Most modern commodity imaging systems we use directly for photography—or indirectly rely on for downstream applications—employ optical systems of multiple lenses that must balance deviations from perfect optics, manufacturing constraints, tolerances, cost, and footprint. Although optical designs often have complex interactions with downstream image processing or analysis tasks, today’s compound optics are designed in isolation from these interactions. Existing optical design tools aim to minimize optical aberrations, i.e., deviations from Gauss’ linear model of optics, instead of application specific losses, precluding joint optimization with hardware image signal processing (ISP) and highly-parameterized neural network processing. In this paper, we propose an optimization method for compound optics that lifts these limitations. We optimize entire lens systems jointly with hardware and software image processing pipelines, downstream neural network processing, and with application-specific end-to-end losses. To this end, we propose a learned, differentiable forward model for compound optics and an alternating proximal optimization method that handles function compositions with highly-varying parameter dimensions for optics, hardware ISP and neural nets. Our method integrates seamlessly atop existing optical design tools, such as Zemax. We can thus assess our method across many camera system designs and end-to-end applications. We validate our approach in an automotive camera optics setting—together with hardware ISP post processing and detection—outperforming classical optics designs for automotive object detection and traffic light state detection. For human viewing tasks, we optimize optics and processing pipelines for dynamic outdoor scenarios and dynamic low-light imaging.We outperform existing compartmentalized design or fine-tuning methods qualitatively and quantitatively, across all domain-specific applications tested.
End-to-end Camera Design
Existing differentiable optical design approaches rely on the paraxial approximation, simplifying the optical response to a single point-spread function (PSF). This approximation, however, only holds for small FOVs (about 5 degrees), whereas full ray tracing is required to accurately model optics for larger FOV. Moreover, these methods only design a single optical element, whereas consumer and industrial optical systems commonly consist of a sequence of elements.

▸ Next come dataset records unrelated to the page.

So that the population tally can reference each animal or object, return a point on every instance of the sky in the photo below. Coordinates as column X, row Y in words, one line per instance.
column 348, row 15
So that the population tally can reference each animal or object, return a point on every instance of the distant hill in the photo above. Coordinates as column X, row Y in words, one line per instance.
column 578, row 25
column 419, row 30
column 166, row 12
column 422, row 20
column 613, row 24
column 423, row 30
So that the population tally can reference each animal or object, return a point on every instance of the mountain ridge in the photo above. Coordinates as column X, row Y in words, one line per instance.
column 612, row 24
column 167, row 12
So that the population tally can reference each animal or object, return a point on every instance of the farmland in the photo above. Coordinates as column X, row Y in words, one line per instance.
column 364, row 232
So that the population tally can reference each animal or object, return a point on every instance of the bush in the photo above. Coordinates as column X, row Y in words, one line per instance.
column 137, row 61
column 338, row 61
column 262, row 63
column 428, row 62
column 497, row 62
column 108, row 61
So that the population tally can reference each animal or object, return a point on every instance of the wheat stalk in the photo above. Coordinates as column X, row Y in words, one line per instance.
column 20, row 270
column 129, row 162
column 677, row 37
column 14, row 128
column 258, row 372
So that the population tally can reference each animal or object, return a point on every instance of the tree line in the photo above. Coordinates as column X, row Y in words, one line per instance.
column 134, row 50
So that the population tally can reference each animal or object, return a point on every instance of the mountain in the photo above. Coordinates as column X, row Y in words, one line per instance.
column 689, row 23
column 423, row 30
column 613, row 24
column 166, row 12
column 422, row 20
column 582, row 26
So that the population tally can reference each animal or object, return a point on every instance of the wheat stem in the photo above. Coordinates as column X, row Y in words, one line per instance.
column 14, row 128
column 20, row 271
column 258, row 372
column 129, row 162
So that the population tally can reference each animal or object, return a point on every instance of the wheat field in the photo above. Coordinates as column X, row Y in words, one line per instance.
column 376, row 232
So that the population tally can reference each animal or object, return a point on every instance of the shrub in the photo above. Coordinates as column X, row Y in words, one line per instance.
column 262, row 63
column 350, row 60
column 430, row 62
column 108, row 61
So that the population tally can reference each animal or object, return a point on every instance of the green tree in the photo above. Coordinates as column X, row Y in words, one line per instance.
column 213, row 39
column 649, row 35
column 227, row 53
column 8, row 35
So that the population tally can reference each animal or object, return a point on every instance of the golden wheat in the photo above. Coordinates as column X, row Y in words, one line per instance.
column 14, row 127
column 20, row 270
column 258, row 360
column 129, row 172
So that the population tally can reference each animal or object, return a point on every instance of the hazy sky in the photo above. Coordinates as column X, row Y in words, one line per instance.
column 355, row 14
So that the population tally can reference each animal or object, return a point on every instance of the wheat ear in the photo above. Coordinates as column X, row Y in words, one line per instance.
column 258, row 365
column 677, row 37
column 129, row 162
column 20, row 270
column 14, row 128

Our work develops a framework for end-to-end design of compound optical systems. We do this by simulating spatially varying PSFs that describe the features produced by complex optical pipelines, including Seidel aberrations and vignetting. Below, we show spatial PSFs corresponding to a nominal design obtained with Zemax and learned designs optimized for capturing images for human viewing, automotive object detection, and traffic light detection. Each learned optic exhibits different spatial PSFs that are suited to their specific task, see paper for details.
Differentiable Compound Optics
In this work, we train an optics meta-network (shown on the right) to learn optical spatial PSFs as a function of optical parameters using training data generated by ZEMAX’s ray tracer. After training, we freeze this network and use it as a differentiable module within an end-to-end imaging pipeline.
Optimization for Established Lens Designs
We demonstrate our optimization method using established lens designs: a Cooke triplet design which consists of three optical elements that corrects Seidel aberrations and an eight-element achromat compound lens. For our experiments, we compare against a nominal design obtained by the Hammer optimization in ZEMAX.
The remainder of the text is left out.